En cambio Trump representa el proteccionismo económico.

Pero al día siguiente se inició la recuperación del sector armamentístico, porque aunque el nuevo presidente se ha manifestado en contra de las aventuras bélicas en el extranjero, es defensor de la modernización y actualización del equipamiento de las Fuerzas Armadas de ese país.

Igualmente repuntaron espectacularmente las acciones de la industria de cárceles privatizadas, que se incrementaron en un sorprendente 40%.

Hay cerca de 11 millones de indocumentados en Estados Unidos. Es muy difícil suponer que toda esa cantidad de personas puedan ser deportadas. No obstante, propone deportar de 2 a 3 millones de inmigrantes “criminales” y se requieren cárceles para aquellos en espera de ser expulsados.

Se estima que el nuevo presidente de los Estados Unidos impulse leyes para aquellos deportados que regresen, a quienes se le aplicarían penas de hasta 2 a 5 años.

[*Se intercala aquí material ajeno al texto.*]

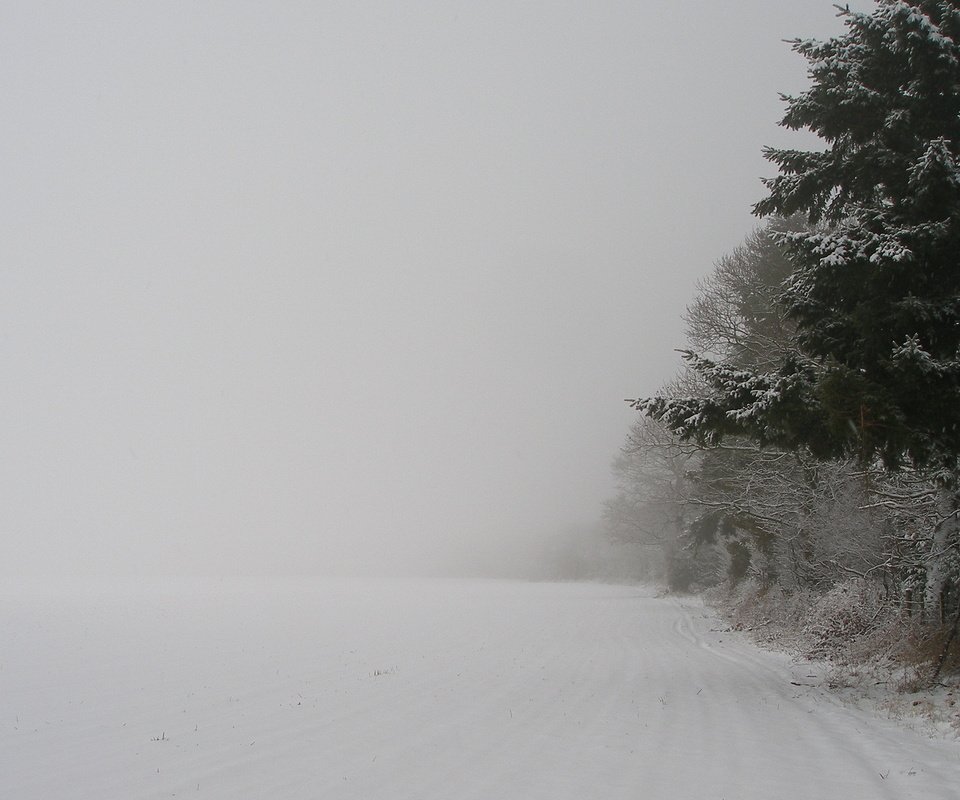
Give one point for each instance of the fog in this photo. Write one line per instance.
(355, 287)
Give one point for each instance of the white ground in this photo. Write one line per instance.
(423, 690)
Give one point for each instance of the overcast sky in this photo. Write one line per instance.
(323, 286)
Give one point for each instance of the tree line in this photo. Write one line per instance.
(812, 437)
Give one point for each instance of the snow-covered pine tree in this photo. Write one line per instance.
(875, 288)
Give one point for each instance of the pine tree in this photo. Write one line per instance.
(875, 286)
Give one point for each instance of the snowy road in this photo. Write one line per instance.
(415, 690)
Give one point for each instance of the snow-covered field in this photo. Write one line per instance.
(438, 689)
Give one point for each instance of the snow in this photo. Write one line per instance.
(423, 689)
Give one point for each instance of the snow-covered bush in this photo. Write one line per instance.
(847, 612)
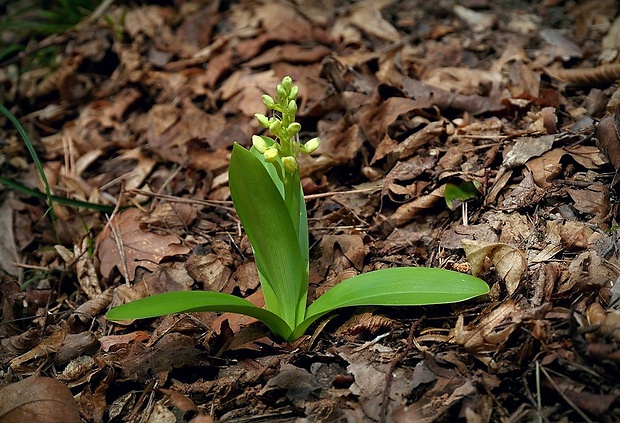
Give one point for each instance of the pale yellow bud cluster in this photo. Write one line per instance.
(285, 144)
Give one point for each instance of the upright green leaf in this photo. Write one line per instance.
(267, 222)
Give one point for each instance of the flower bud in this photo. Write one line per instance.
(293, 129)
(275, 126)
(292, 95)
(271, 154)
(262, 119)
(281, 93)
(259, 144)
(268, 101)
(310, 146)
(292, 106)
(289, 163)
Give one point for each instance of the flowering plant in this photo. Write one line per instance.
(266, 190)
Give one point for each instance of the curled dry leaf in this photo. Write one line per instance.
(91, 308)
(608, 136)
(594, 76)
(38, 399)
(509, 261)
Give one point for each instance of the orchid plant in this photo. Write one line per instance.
(267, 195)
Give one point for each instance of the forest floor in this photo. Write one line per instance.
(139, 106)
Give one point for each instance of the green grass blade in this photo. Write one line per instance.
(195, 302)
(266, 220)
(403, 286)
(37, 162)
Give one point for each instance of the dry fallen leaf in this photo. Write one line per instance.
(509, 261)
(38, 399)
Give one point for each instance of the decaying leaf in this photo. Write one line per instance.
(608, 135)
(527, 148)
(124, 245)
(38, 399)
(509, 261)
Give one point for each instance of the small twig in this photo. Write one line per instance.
(390, 373)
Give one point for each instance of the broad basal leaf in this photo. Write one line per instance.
(403, 286)
(195, 302)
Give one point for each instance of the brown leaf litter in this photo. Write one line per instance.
(138, 111)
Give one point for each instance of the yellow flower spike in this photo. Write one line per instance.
(271, 155)
(290, 164)
(287, 81)
(292, 106)
(293, 129)
(262, 119)
(259, 144)
(274, 126)
(293, 94)
(268, 101)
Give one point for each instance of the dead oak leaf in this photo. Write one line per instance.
(124, 245)
(37, 399)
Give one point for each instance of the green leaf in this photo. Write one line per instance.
(195, 302)
(267, 222)
(459, 193)
(301, 223)
(402, 286)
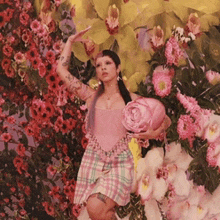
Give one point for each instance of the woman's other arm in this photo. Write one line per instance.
(73, 84)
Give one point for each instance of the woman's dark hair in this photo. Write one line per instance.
(122, 88)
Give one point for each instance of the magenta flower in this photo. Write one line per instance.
(186, 128)
(162, 83)
(173, 52)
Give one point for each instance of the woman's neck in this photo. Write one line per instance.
(111, 88)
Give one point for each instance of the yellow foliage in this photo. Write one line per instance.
(136, 151)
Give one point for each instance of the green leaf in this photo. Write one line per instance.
(101, 6)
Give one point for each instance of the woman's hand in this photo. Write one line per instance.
(78, 36)
(152, 134)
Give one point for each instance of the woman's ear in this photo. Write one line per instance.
(119, 68)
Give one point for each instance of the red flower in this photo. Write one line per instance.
(32, 53)
(50, 56)
(6, 137)
(36, 62)
(7, 50)
(42, 70)
(48, 208)
(6, 63)
(27, 190)
(84, 142)
(51, 170)
(2, 19)
(24, 18)
(76, 210)
(10, 72)
(9, 14)
(21, 150)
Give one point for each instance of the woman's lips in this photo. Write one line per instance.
(104, 74)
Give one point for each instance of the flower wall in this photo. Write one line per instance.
(169, 51)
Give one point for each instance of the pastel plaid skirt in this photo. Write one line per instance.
(112, 178)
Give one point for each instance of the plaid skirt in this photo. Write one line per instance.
(113, 179)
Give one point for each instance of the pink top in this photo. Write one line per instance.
(108, 127)
(110, 137)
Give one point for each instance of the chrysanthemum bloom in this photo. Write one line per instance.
(193, 25)
(213, 77)
(162, 84)
(19, 57)
(157, 38)
(173, 52)
(112, 21)
(6, 137)
(186, 128)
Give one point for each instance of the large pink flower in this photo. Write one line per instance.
(142, 113)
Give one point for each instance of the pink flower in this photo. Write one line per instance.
(157, 37)
(6, 137)
(19, 57)
(145, 188)
(213, 77)
(173, 52)
(213, 155)
(189, 103)
(35, 26)
(112, 21)
(193, 23)
(138, 115)
(162, 83)
(212, 132)
(186, 128)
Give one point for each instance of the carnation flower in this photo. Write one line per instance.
(193, 23)
(157, 38)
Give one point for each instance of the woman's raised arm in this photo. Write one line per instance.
(73, 84)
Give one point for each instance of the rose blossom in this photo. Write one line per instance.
(173, 52)
(193, 23)
(138, 115)
(157, 38)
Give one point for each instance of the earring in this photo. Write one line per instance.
(119, 78)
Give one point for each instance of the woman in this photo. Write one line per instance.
(106, 173)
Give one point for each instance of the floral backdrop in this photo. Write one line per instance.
(169, 50)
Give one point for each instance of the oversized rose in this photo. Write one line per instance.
(142, 113)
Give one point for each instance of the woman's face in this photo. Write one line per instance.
(106, 69)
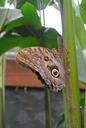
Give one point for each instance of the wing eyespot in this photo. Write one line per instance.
(46, 58)
(55, 72)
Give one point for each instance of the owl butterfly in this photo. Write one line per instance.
(47, 63)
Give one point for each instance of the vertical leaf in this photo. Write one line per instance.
(71, 92)
(2, 97)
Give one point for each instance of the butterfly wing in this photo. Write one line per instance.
(46, 62)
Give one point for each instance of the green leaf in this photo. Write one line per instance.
(2, 2)
(80, 31)
(9, 41)
(83, 10)
(10, 18)
(37, 4)
(81, 66)
(31, 16)
(49, 38)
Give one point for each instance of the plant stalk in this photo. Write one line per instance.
(71, 93)
(2, 94)
(48, 108)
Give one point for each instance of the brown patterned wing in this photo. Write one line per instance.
(48, 63)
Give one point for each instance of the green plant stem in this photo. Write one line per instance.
(2, 94)
(71, 92)
(48, 108)
(2, 2)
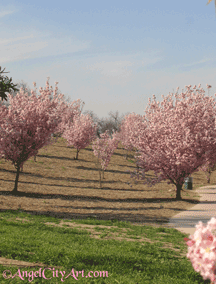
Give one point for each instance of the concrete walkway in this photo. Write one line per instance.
(186, 221)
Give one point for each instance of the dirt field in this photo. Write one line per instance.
(57, 185)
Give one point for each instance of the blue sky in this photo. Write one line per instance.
(113, 55)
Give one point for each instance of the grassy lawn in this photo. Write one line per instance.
(140, 254)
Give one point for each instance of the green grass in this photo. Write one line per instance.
(127, 261)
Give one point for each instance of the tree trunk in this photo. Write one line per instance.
(178, 192)
(16, 181)
(100, 177)
(208, 177)
(77, 155)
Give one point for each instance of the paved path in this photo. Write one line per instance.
(186, 221)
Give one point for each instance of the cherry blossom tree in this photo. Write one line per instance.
(104, 148)
(26, 126)
(130, 130)
(80, 133)
(175, 141)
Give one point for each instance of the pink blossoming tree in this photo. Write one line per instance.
(176, 140)
(26, 126)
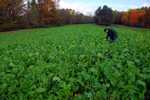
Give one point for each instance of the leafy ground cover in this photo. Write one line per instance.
(74, 62)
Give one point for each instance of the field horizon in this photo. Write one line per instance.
(75, 62)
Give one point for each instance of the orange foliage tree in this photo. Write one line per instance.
(47, 11)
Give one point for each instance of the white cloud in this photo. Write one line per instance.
(85, 9)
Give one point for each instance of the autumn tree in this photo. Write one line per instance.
(47, 11)
(10, 13)
(104, 15)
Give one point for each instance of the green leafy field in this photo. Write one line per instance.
(74, 62)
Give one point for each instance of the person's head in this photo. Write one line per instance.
(105, 30)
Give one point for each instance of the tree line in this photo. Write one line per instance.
(16, 14)
(134, 17)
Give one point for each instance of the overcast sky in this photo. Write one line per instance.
(89, 6)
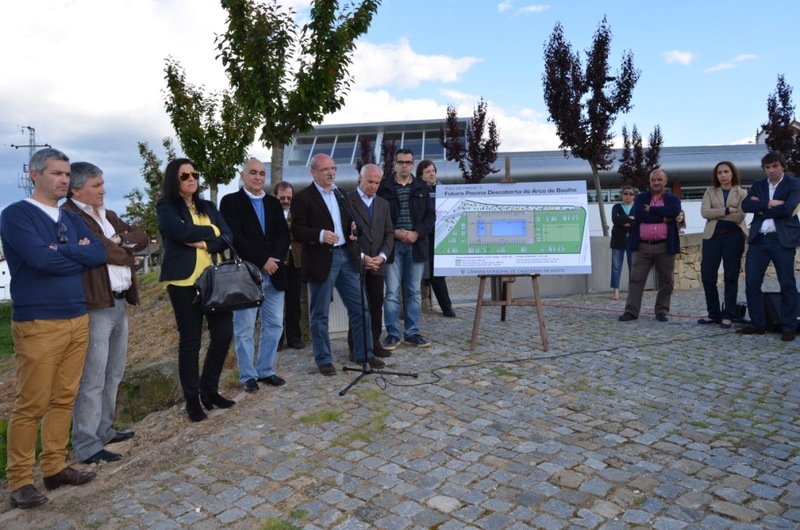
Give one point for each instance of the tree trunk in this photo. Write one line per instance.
(276, 165)
(600, 201)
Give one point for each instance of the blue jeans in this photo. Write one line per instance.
(244, 325)
(763, 249)
(344, 276)
(403, 271)
(96, 404)
(726, 249)
(618, 255)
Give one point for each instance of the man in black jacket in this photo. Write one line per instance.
(413, 217)
(260, 236)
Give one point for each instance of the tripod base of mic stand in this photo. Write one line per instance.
(366, 370)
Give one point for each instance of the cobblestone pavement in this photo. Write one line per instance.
(619, 425)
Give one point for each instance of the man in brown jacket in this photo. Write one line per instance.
(107, 289)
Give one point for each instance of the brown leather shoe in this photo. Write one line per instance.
(68, 477)
(27, 497)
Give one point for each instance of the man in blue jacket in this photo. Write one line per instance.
(655, 242)
(774, 236)
(47, 250)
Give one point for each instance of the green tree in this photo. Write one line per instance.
(290, 77)
(214, 130)
(581, 106)
(635, 163)
(781, 136)
(141, 209)
(476, 158)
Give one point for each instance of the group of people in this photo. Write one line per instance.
(646, 230)
(72, 277)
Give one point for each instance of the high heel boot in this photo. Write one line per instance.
(213, 398)
(194, 410)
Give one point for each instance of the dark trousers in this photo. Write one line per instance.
(439, 287)
(373, 288)
(189, 318)
(293, 332)
(725, 249)
(766, 248)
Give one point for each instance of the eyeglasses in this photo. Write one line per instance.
(185, 176)
(62, 233)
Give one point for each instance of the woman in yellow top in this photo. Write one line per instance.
(723, 242)
(190, 229)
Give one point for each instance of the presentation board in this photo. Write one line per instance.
(516, 228)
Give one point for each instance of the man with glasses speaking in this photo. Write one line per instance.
(47, 250)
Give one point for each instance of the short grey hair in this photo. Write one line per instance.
(39, 159)
(80, 172)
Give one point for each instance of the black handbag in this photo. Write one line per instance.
(230, 285)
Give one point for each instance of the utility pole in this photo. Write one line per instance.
(25, 181)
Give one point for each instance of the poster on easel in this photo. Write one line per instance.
(515, 228)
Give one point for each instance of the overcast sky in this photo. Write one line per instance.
(88, 74)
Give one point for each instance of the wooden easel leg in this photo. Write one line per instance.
(478, 307)
(539, 311)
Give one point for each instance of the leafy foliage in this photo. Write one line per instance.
(214, 130)
(476, 158)
(290, 77)
(141, 210)
(581, 106)
(780, 134)
(635, 164)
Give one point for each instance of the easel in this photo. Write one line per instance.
(508, 300)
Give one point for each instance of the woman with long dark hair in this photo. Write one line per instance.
(723, 242)
(191, 228)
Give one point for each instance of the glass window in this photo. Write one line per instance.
(324, 145)
(343, 152)
(413, 141)
(301, 151)
(432, 149)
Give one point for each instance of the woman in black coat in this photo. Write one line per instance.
(190, 229)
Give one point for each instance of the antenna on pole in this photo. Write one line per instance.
(25, 181)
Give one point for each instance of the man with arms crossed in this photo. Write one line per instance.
(47, 250)
(774, 237)
(655, 242)
(331, 258)
(373, 213)
(260, 236)
(413, 216)
(108, 289)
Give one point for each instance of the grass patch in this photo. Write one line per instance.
(320, 417)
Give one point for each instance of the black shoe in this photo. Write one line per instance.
(121, 436)
(272, 380)
(750, 330)
(101, 456)
(27, 497)
(70, 477)
(195, 410)
(209, 400)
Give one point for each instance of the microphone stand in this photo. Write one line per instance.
(365, 369)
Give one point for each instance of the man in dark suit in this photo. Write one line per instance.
(260, 236)
(331, 258)
(373, 213)
(774, 237)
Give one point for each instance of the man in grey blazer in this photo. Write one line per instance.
(774, 237)
(374, 215)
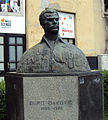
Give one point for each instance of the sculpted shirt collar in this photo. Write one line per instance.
(59, 39)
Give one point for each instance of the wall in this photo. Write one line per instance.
(89, 23)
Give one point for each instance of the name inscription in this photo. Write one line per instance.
(51, 105)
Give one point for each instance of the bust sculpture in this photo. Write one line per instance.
(52, 54)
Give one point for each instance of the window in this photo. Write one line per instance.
(16, 49)
(66, 27)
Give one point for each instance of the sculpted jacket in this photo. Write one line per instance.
(63, 57)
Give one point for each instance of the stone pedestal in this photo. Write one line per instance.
(103, 62)
(55, 96)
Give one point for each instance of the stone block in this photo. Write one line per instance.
(103, 62)
(55, 96)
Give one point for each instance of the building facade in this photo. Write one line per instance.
(20, 28)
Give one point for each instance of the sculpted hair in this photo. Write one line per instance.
(42, 15)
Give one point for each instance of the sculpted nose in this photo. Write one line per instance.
(55, 21)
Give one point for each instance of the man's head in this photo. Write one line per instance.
(49, 20)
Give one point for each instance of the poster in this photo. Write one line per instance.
(66, 25)
(10, 6)
(12, 16)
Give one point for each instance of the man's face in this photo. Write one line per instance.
(51, 23)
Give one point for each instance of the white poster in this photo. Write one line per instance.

“Y si de un día para otro necesitas encarcelar a 3 millones de personas, indudablemente se genera un impacto que beneficia a las multinacionales de ese sector, porque habrá sustanciosos contratos, tanto para construir cárceles como para administrarlas, y es una forma, si quiere perversa, para generar trabajo”.

Geopolítica imperial

Patrick es de los que piensan que la llegada del nuevo inquilino a la Casa Blanca no implicará cambios radicales en la política exterior norteamericana, pero en la transición se generarán contradicciones interesantes.

En Siria, por ejemplo, la estrategia con Obama fue la incursión militar. Hillary estaba a favor de fortalecer la presencia militar, no solo en Siria, sino en todo el mundo, obedeciendo la lógica de la guerra fría.

Hasta ahora de Trump solo se conocen sus declaraciones, ya que no tiene los antecedentes políticos de su contrincante, pero se ha mostrado a favor de retirarse de la OTAN, del TLC con México y ha dicho “vamos a dejar que los rusos se encarguen de los terroristas en Siria”. Eso ha generado un escándalo en el “establishment” de Seguridad Nacional en los Estados Unidos, porque según la lógica de la guerra fría, Rusia sigue siendo un adversario importante, por lo que fue muy simbólico que una de las primeras llamadas del nuevo presidente fuera para Vladímir Putin. Trump propone, además, que los países con bases miliares norteamericanas comiencen a pagar por su mantenimiento.

“Eso es una concepción de imperio muy distinta”.

Pero Patrick se pregunta cuál es el poder real que tiene Trump ante las fuerzas a las que se está enfrentando. Esa respuesta definirá el futuro de la política imperial y expansionista de los Estados Unidos y una parte del mapa geopolítico del planeta.